Aucun candidat au poste de président n'a été élu au premier tour de scrutin, le mieux placé Franco Marini, ne réussissant pas à atteindre la majorité des deux tiers requise.

L'ex-syndicaliste Franco Marini est soutenu par les deux principaux partis italiens.

L'ex-syndicaliste Franco Marini est soutenu par les deux principaux partis italiens.

L'Italie n'avait toujours pas de président jeudi en fin de journée. L'ex-syndicaliste Franco Marini, proposé par les principaux partis, n'a pas remporté l'élection au terme du premier tour de scrutin des 1007 «grands électeurs». D'autres votes sont prévus jusqu'à vendredi après-midi.

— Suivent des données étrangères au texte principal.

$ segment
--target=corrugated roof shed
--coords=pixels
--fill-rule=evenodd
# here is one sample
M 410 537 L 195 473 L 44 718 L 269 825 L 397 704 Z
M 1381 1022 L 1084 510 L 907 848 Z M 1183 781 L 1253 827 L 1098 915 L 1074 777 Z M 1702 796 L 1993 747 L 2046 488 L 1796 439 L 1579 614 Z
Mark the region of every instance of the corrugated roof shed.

M. Marini a remporté 521 voix, soit la majorité absolue, mais il n'a pas obtenu la majorité indispensable des deux tiers (672 voix), requise lors des trois premiers tours de vote. A partir du quatrième, seule la majorité absolue est requise.

Son principal concurrent, Stefano Rodotà, un expert en droit constitutionnel proposé par les contestataires du Mouvement cinq étoiles (M5S), a obtenu un bon résultat avec 240 voix. Un score bien supérieur au nombre d'élus du M5S. Le reste des bulletins s'est dispersé entre blancs, nuls et des poignées de voix pour d'autres personnalités telles Romano Prodi ou Emma Bonino.

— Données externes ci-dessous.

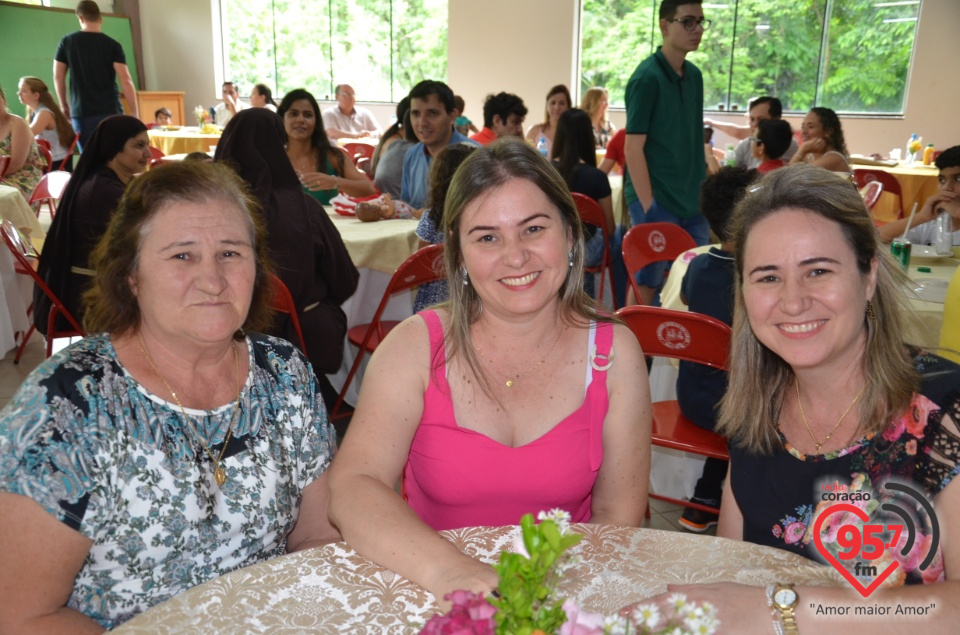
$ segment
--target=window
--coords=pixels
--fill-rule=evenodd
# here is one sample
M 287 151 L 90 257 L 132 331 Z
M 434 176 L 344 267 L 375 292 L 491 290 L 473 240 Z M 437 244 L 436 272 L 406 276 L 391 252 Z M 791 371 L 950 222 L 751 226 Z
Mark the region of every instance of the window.
M 659 6 L 583 0 L 583 89 L 606 86 L 624 105 L 634 68 L 661 42 Z M 703 72 L 705 108 L 773 95 L 795 112 L 903 113 L 920 0 L 728 0 L 703 12 L 711 28 L 687 59 Z
M 220 0 L 225 79 L 392 102 L 446 79 L 447 0 Z M 244 95 L 246 96 L 246 95 Z

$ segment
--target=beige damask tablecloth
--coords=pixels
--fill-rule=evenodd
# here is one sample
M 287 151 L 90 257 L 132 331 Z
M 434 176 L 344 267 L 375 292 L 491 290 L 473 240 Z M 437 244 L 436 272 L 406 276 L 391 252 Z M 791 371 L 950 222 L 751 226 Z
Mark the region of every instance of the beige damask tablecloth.
M 419 246 L 415 233 L 419 221 L 393 218 L 364 223 L 355 216 L 337 214 L 330 205 L 326 209 L 358 269 L 393 274 Z M 379 302 L 380 297 L 376 300 Z
M 560 591 L 591 611 L 615 613 L 665 591 L 670 583 L 839 583 L 833 569 L 769 547 L 654 529 L 574 528 L 584 535 L 575 547 L 581 559 Z M 444 534 L 464 552 L 492 562 L 519 529 L 475 527 Z M 212 580 L 115 632 L 417 633 L 436 610 L 429 593 L 341 542 Z

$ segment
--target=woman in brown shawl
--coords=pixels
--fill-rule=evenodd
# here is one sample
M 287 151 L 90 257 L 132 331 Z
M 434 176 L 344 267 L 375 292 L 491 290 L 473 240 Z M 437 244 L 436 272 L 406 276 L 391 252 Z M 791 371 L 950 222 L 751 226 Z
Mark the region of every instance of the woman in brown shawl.
M 337 394 L 324 375 L 340 368 L 347 333 L 340 305 L 356 291 L 360 274 L 323 207 L 304 193 L 283 138 L 275 113 L 243 110 L 227 124 L 214 159 L 232 165 L 260 201 L 270 257 L 297 305 L 306 354 L 329 408 Z M 278 319 L 272 334 L 297 341 L 288 319 Z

L'échec de M. Marini au premier tour a été accueilli par des applaudissements de manifestants de gauche. Ceux-ci étaient réunis devant le parlement pour soutenir M. Rodotà.

Vote crucial

Un second tour a débuté peu après 15h30 (heure suisse) au cours duquel les principaux partis ont décidé de voter blanc. Leur manoeuvre leur permet d'attendre le quatrième tour, prévu vendredi après-midi, à partir duquel seule la majorité absolue est requise.

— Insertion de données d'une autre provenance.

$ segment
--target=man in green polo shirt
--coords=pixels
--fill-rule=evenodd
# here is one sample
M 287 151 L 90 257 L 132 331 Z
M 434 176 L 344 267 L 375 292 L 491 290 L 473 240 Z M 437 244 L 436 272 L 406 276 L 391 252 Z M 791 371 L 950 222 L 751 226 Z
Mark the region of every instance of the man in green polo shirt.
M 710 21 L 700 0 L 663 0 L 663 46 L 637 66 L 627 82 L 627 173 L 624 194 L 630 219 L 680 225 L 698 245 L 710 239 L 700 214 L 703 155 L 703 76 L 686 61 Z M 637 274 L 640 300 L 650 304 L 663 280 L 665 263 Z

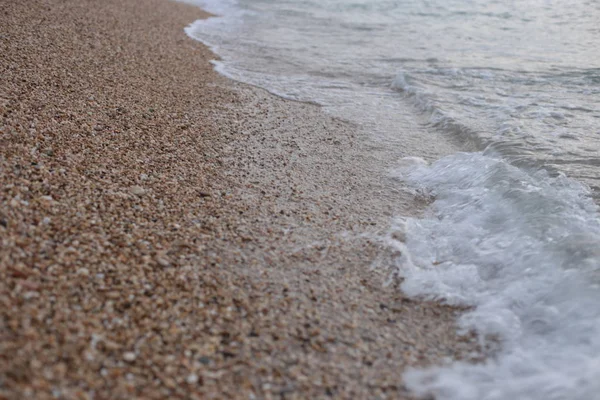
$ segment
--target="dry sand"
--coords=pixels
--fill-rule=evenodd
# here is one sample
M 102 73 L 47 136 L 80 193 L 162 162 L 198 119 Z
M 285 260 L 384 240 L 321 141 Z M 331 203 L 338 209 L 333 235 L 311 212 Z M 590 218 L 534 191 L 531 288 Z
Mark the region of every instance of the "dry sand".
M 0 3 L 0 399 L 410 398 L 475 348 L 370 269 L 418 202 L 356 127 L 214 73 L 202 16 Z

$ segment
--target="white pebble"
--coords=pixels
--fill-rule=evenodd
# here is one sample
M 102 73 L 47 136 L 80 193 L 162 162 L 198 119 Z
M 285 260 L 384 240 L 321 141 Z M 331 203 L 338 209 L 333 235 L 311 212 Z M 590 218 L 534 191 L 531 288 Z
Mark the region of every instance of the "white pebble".
M 127 353 L 123 354 L 123 360 L 127 361 L 127 362 L 132 362 L 135 361 L 136 355 L 133 351 L 128 351 Z
M 131 193 L 135 194 L 136 196 L 143 196 L 146 193 L 146 190 L 144 190 L 144 188 L 141 186 L 133 186 L 131 188 Z

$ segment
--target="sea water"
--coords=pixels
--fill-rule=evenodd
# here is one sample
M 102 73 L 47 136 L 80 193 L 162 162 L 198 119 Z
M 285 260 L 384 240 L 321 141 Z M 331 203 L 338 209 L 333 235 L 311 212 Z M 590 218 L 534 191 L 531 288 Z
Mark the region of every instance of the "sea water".
M 471 306 L 461 329 L 502 349 L 409 371 L 411 389 L 600 399 L 600 2 L 189 1 L 219 16 L 186 31 L 223 74 L 382 140 L 414 113 L 422 143 L 468 150 L 395 172 L 435 200 L 388 242 L 402 290 Z

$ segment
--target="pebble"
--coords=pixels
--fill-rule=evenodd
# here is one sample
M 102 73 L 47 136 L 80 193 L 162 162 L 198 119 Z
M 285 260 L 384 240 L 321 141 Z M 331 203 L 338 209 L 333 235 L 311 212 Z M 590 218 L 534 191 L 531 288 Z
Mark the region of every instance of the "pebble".
M 25 300 L 34 299 L 36 297 L 40 297 L 40 294 L 38 292 L 30 291 L 30 292 L 23 293 L 23 298 Z
M 44 207 L 48 208 L 52 206 L 52 204 L 54 203 L 54 199 L 52 198 L 52 196 L 41 196 L 40 203 L 42 203 Z
M 146 194 L 146 189 L 141 186 L 132 186 L 131 193 L 135 194 L 136 196 L 143 196 Z
M 135 353 L 132 351 L 123 353 L 123 360 L 125 360 L 127 362 L 134 362 L 136 358 L 137 357 L 136 357 Z
M 158 256 L 156 257 L 156 262 L 158 263 L 158 265 L 160 265 L 163 268 L 167 268 L 171 266 L 171 262 L 163 256 Z

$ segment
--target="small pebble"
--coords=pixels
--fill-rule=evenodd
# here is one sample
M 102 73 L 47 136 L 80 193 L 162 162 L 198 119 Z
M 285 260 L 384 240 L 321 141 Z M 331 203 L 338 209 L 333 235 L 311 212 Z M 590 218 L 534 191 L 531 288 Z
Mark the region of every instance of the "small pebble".
M 23 293 L 23 298 L 25 300 L 34 299 L 36 297 L 40 297 L 40 294 L 38 292 L 31 291 L 31 292 L 25 292 L 25 293 Z
M 146 194 L 146 190 L 141 186 L 132 186 L 131 193 L 135 194 L 136 196 L 143 196 Z
M 169 260 L 167 260 L 164 257 L 156 257 L 156 262 L 158 263 L 158 265 L 160 265 L 163 268 L 167 268 L 167 267 L 171 266 L 171 263 L 169 262 Z

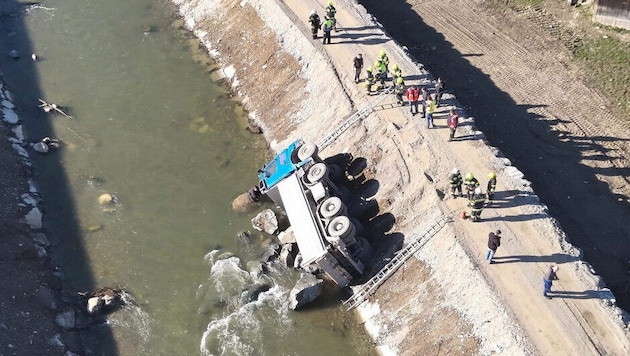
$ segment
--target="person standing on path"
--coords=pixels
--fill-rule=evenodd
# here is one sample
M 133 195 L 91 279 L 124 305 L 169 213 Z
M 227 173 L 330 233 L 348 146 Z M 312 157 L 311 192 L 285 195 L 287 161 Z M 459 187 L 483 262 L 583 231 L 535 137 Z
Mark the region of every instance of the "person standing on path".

Le parlement au grand complet et les représentants des régions ont entamé le scrutin jeudi à 10h00 (en Suisse). Leur vote est crucial pour sortir le pays de l'impasse politique dans laquelle il est embourbé depuis deux mois.

Tractations intenses

A l'issue d'intenses tractations, les deux principaux partis, le Parti démocrate (PD, gauche) et le Peuple de la Liberté (PDL, droite), se sont entendus mercredi sur le nom du démocrate-chrétien de gauche Franco Marini, 80 ans.

Président du Sénat de 2006 à 2008, M. Marini «sera en mesure d'assurer une convergence des forces de centre droit et de centre gauche», a estimé le leader du PD, Pier Luigi Bersani.

«Nous croyons que c'est la meilleure solution possible en ce moment (...) Marini n'est pas du centre droit, mais il a toujours démontré être au-dessus des partis», a affirmé de son côté Silvio Berlusoni à ses troupes du PDL.

Choix consensuel

Le camp du Cavaliere a exercé de fortes pressions sur M. Bersani pour qu'ils parviennent ensemble à un choix consensuel. Mais cette annonce d'un candidat de compromis entre PD et PDL a aussitôt suscité un tollé au sein de la gauche.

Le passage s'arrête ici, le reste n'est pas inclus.